N'y a-t-il pas un paradoxe derrière tout ça ?
Réponse
:
Non, car je ne conçois pas plus la musique qu'au travers
du blues. Et dans cette optique, j'ai constaté qu'il
y a deux sons que tu ne peux pas reproduire avec un
ordinateur. Le premier est celui du saxophone, parce
qu'il est nourri d'expressions que d'informations digitales
ne savent pas retranscrire.
Et c'est exactement
la même chose avec celui de la guitare slide. Avec les
ordinateurs, il n'y a rien entre le numéro 1 et le 2.
Avec ces instruments, il existe des milliers de combinaisons
possibles liées à l'impact de ton souffle ou de tes
doigts sur l'instrument.
D'où l'impasse. Avec
un slide, ce n'est pas tant un Sol, ou un Fa qui vont
te permettre d'exprimer la joie ou la colère, mais plus
un usage. D'où mon attrait pour le blues et ses sonorités
authentiques.
Question
:
Tu as été assez gravement malade ces dernières années
et tu fais de fréquentes références à Dieu et au gospel
sur cet album. Est-ce que la religion t'a aidé ?
Réponse
:
Lorsque j'ai été malade, un prêtre est venu me trouver
et m'a expliqué combien Dieu était bon. C'était étrange
: pour moi, si Dieu est si bon, j'avais la nette impression
qu'il m'avait oublié ! Alors j'ai cogité. Et ce qui
m'a inspiré, spirituellement et musicalement parlant,
c'est le gospel.
Là, il s'agit vraiment de libérer
l'âme de ses problèmes. C'est une autre démarche. Les
catholiques qui se rendent à l'église vont prier car
ils craignent l'enfer. Dans une église gospel, les croyants
viennent avant tout pour manifester leur bonheur de
se retrouver.
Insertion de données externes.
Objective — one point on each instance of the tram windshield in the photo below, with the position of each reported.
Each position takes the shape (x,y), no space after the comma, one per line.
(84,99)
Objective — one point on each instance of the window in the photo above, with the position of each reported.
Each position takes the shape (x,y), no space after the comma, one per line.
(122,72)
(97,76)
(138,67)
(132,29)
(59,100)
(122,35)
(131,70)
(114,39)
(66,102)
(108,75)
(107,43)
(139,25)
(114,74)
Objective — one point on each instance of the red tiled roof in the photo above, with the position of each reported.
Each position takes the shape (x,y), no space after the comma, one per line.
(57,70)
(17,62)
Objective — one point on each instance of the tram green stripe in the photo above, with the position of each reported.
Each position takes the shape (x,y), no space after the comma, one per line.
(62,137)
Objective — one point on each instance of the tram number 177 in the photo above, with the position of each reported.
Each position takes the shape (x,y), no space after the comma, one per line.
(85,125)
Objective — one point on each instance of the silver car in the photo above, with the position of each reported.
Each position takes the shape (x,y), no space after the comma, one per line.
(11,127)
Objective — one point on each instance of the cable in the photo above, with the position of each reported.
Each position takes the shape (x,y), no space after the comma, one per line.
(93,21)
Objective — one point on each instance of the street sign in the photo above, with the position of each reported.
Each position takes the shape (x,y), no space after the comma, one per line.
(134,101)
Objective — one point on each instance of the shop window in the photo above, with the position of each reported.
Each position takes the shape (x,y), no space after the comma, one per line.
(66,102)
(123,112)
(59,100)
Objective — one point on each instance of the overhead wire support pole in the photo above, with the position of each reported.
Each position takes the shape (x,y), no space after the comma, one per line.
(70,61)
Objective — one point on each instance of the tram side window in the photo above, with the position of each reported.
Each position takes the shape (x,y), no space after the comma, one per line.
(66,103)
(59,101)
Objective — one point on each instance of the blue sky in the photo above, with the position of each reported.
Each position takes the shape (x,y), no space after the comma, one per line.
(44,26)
Tu transmets aux autres ton émotion.
J'ai
vu un jour un vieillard commencer à raconter une histoire,
il disait qu'il avait perdu sa femme. Tout le monde
l'écoutait attentivement et lui tapait dans ses mains
en parlant. Une femme assise à ses côtés reprenait ses
derniers mots. Puis tout le monde s'y est mis et on
a trouvé un rythme gospel.
On chantait de plus
en plus fort. A partir de là, je me suis senti mieux
et j'ai vraiment eu envie de mêler à ma musique des
rythmes de gospel et de m'orienter vers le blues.
Question
:
Pourquoi avoir choisi d'enregistrer ce disque sans le
soutien d'une major ?
Réponse
:
Parce qu'une fois que je me suis senti mieux, mes interlocuteurs
sont venus me voir en me disant qu'ils avaient une idée
géniale.
Ils souhaitaient dorénavant que je fasse
des duos avec de jeunes artistes pop ! Que je deviennent
un nouveau Tom Jones où que je m'acoquine avec les Spice
Girls ! Si je n'avait pas été malade, j'aurais peut-être
accepté, en contrepartie de multiples avantages.
Mais
là, j'ai regardé ma femme et je lui ai dis que je ne
pouvais pas. Je ne voulais pas être un imposteur. Je
voulais juste faire ma musique à moi. D'où ce disque.
Il n'a souffert d'aucun compromis.
Je n'ai pas
été acheté par une compagnie, il est authentique, voilà
pourquoi je tiens autant à le défendre.